The Giyani Specialized Commercial Crime Court in Limpopo has sentenced a 41-year-old pharmacist to 10 years imprisonment or pay a fine of half a million after he was convicted of 18 charges of fraud on Wednesday, 18 February 2026.
According to evidence presented to the court in Giyani, the fraudster, Tinyiko Gift Mongolele, approached Government Employees Medical Scheme (GEMS) members in 2018 and requested their medical aid information, promising them cash-back incentives or shoes in return.
He also used the details of two medical doctors without their knowledge or consent to submit claims for medication requiring prescriptions.
In some instances, members had never consulted the doctors concerned and were unaware that claims had been submitted on their behalf.
“A 41-year-old pharmacist, Tinyiko Gift Mongolele, has been sentenced to 10 years imprisonment or a fine of R500 000.00 after being convicted on 18 counts of fraud by the Giyani Specialized Commercial Crime Court.
“The accused, who is the director of ‘a Pharmacy’ in Malamulele, was arrested (in May 2025) following an intensive investigation into fraudulent medical aid claims. The docket was assigned to Warrant Officer Choene Manaka attached to the Provincial Commercial Crime Unit for further investigation. The complainant in this matter is the Government Employees Medical Scheme (GEMS), which opened a case after detecting suspicious claims submitted under members’ details,” said police in a statement.
In May 2025, African Times reported that Mangolele stood accused of stealing nearly a million rand in GEMS fraud but the National Prosecuting Authority (NPA) in the province has since recalculated the amount to just over R90 thousand.
Limpopo Police Spokesperson Colonel Malesela Ledwaba confirmed the sentence relating to Mangolele’s nine-month criminal activity.
“As a result of the fraudulent activities committed between January 2018 and September 2018, GEMS suffered a total loss of R91 873.07. The Provincial Commissioner of Police in Limpopo has welcomed the conviction and commended the Provincial Commercial Crime Unit for their thorough investigation and continued efforts to combat fraud and protect public funds,” Ledwaba added.
According to media reports and police investigations, medical aid scams in South Africa involve various fraudulent practices where individuals or healthcare providers intentionally mislead medical schemes to gain unauthorised financial benefits.
These scams range from submitting false claims for services never rendered to colluding with doctors and hospitals for inflated admissions.
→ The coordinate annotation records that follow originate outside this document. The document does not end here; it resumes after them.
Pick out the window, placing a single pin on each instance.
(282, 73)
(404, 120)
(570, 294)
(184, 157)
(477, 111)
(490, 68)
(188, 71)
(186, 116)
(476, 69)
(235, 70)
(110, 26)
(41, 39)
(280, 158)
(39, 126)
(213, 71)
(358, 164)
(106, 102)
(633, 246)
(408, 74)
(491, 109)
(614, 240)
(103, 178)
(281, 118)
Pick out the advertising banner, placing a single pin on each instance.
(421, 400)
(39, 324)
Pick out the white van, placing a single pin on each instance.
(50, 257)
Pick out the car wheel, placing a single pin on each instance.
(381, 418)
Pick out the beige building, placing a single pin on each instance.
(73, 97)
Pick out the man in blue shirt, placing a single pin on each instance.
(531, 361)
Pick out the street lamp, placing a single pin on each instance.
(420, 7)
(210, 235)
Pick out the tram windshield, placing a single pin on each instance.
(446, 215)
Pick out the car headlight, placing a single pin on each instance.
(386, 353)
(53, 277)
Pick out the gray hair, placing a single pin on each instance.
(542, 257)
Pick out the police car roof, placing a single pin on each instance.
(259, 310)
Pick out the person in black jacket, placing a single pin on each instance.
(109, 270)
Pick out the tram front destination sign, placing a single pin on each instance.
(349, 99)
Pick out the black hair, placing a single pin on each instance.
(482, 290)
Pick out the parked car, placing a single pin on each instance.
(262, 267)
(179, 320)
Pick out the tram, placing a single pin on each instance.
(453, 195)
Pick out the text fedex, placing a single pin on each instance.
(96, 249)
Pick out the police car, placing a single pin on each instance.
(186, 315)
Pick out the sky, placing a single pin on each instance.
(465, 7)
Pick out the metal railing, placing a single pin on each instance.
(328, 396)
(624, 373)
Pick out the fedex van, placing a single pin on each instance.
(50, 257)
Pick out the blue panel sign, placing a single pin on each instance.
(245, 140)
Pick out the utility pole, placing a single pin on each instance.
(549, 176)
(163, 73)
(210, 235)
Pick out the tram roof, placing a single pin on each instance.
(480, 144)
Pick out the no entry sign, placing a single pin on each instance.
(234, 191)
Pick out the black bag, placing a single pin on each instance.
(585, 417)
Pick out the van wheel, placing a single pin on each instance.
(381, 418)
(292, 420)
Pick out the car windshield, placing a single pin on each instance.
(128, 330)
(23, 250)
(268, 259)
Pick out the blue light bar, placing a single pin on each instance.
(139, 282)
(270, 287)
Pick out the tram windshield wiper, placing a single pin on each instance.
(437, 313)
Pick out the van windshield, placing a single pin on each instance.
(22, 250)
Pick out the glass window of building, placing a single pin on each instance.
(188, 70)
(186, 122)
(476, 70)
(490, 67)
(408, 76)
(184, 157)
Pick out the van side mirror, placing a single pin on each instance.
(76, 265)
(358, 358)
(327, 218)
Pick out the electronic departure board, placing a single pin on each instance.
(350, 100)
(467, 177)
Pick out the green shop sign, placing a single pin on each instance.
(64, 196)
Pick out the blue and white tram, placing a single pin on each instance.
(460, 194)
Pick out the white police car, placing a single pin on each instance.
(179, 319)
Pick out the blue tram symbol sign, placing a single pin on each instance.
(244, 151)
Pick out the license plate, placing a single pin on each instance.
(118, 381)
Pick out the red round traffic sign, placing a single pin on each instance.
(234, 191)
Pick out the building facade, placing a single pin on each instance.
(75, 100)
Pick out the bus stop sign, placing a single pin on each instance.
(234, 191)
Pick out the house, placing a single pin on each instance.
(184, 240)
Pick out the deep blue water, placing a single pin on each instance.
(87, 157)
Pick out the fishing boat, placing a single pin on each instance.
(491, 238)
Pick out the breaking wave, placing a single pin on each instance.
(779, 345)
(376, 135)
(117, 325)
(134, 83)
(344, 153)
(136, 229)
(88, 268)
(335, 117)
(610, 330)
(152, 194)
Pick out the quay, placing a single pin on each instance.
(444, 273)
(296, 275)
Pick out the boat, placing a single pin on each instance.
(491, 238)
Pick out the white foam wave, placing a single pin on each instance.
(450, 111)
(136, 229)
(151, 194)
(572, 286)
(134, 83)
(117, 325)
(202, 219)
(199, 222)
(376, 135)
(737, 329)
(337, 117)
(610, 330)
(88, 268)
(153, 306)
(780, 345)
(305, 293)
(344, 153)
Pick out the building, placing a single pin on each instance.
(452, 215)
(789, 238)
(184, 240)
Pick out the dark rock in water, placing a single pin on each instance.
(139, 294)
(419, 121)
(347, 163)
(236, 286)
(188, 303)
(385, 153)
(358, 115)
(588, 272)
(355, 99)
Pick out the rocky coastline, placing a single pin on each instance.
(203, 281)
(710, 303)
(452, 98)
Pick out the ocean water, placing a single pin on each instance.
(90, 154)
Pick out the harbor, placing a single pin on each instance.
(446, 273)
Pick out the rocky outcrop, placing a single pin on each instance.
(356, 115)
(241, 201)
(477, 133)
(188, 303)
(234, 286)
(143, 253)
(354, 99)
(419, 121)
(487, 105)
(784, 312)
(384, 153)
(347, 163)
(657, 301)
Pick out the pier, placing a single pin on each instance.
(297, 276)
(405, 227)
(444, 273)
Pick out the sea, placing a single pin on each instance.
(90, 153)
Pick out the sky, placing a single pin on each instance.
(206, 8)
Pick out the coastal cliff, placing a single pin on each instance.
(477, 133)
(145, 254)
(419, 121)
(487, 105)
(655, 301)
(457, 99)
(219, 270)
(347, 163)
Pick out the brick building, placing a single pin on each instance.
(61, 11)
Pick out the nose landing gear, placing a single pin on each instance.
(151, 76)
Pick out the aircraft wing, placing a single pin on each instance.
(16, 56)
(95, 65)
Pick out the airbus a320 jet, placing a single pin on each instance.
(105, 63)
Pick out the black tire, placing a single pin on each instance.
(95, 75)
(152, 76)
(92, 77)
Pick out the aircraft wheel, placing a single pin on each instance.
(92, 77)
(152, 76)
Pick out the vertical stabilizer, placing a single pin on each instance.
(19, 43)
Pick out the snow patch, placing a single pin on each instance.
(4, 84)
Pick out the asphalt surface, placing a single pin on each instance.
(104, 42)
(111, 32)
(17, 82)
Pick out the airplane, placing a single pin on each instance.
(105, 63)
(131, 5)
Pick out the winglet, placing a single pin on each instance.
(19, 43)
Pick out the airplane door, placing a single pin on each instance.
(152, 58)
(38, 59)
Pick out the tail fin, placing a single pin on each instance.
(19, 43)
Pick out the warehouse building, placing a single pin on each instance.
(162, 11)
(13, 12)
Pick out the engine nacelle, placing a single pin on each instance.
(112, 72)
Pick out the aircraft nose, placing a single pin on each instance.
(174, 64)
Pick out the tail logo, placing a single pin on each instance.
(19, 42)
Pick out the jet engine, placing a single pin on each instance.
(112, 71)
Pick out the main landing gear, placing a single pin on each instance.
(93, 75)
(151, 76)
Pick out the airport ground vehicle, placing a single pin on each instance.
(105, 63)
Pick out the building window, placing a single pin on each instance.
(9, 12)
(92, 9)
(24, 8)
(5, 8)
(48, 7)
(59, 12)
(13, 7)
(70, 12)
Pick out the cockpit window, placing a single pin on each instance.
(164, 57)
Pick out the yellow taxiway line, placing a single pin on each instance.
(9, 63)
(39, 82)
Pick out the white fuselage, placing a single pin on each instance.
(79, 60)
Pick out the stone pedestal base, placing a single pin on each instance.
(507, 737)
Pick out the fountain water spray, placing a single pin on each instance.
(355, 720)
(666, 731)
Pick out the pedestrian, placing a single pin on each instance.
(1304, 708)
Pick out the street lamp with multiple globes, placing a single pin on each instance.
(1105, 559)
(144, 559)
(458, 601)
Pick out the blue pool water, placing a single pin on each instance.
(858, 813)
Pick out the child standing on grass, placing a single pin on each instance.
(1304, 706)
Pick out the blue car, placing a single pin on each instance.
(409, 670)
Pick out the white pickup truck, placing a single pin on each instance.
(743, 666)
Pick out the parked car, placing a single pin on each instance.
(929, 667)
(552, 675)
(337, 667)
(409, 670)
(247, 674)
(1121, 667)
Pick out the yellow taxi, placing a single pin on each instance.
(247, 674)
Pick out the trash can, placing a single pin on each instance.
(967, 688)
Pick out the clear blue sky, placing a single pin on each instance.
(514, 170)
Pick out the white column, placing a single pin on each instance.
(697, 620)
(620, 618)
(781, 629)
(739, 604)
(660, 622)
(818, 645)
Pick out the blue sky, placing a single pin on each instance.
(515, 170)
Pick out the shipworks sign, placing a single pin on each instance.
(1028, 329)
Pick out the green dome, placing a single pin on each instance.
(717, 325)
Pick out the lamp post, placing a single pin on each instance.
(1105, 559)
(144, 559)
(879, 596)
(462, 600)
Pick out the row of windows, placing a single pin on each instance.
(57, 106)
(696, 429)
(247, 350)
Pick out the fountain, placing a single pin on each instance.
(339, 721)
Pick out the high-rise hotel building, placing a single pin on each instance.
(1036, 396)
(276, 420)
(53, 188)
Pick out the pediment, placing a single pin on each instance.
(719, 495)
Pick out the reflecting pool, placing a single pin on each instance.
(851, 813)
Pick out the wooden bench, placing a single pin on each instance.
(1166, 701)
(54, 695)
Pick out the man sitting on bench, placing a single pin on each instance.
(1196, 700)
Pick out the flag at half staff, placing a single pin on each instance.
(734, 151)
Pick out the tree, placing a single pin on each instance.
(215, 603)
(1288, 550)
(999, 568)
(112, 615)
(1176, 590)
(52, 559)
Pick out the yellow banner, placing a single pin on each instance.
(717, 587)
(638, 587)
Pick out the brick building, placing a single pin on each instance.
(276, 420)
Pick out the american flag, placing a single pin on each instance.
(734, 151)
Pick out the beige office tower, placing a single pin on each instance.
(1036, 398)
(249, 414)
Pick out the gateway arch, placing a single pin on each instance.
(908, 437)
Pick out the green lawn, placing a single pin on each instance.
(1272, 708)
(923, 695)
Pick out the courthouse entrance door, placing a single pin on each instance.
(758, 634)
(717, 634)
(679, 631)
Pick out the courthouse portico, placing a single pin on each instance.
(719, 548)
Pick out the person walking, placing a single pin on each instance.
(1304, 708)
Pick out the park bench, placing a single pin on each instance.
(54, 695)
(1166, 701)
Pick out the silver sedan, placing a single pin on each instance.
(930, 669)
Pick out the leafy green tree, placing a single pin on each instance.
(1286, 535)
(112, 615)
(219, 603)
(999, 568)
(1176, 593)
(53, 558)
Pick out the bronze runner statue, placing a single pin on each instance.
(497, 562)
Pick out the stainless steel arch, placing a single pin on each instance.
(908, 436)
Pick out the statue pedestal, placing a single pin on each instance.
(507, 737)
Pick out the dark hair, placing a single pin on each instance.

They also include misuse of benefits, such as claiming for non-covered services or using multiple gap cover schemes for the same claim.
Here is a more detailed look at some common types of medical aid scams:
False or Inflated Claims:
- Forging claims: Submitting claims for services that were never provided.
- Collusion with providers: Working with doctors or hospitals to inflate claims for hospital admissions that never occurred.
- Submitting claims for non-covered services: Claiming for services that are not covered by the medical scheme, sometimes using codes that are covered.
- Billing for generic medication as branded: Providing a member with generic medication but charging for the branded version.
- Providing unnecessary services: Offering services that are not medically necessary and claiming for them.
Misuse of Benefits:
- Using a member’s card for unauthorised dependents: Providing benefits to dependents who are not covered by the member’s plan.
- Dual memberships: Attempting to claim from multiple medical schemes for the same services.
- Multiple claims for the same product: Claiming multiple times for the same physical device or product and profiting from the excess.
- Gap cover fraud: Submitting gap cover claims after having paid out of pocket for the same valid claim, and claiming from both the medical scheme and the gap cover provider, or using multiple gap cover schemes for the same claim.
Card Farming:
- Unauthorised use of a member’s card: Providing a member’s card to someone who is not entitled to use it.
- Lending a card to others: Providing a card to others to receive benefits.
Organised Fraud:
- Syndicates: Organised groups that work together to commit medical aid fraud.
- Card farming: Using multiple member cards to claim for the same services.
- Fraudulent medico-legal claims: Submitting claims for medico-legal issues that are false, including false birth injury claims.
Other Types of Fraud:
- Submitting claims for deceased patients: Submitting claims for individuals who have passed away.
- Fraudulent claims in Covid-19 days: Claims that were submitted during Covid-19 days that were later found to be fraudulent.
- Fraudulent billings: Submitting claims with inaccurate codes or information.
- Card farming: Using a member’s card to receive benefits for someone else.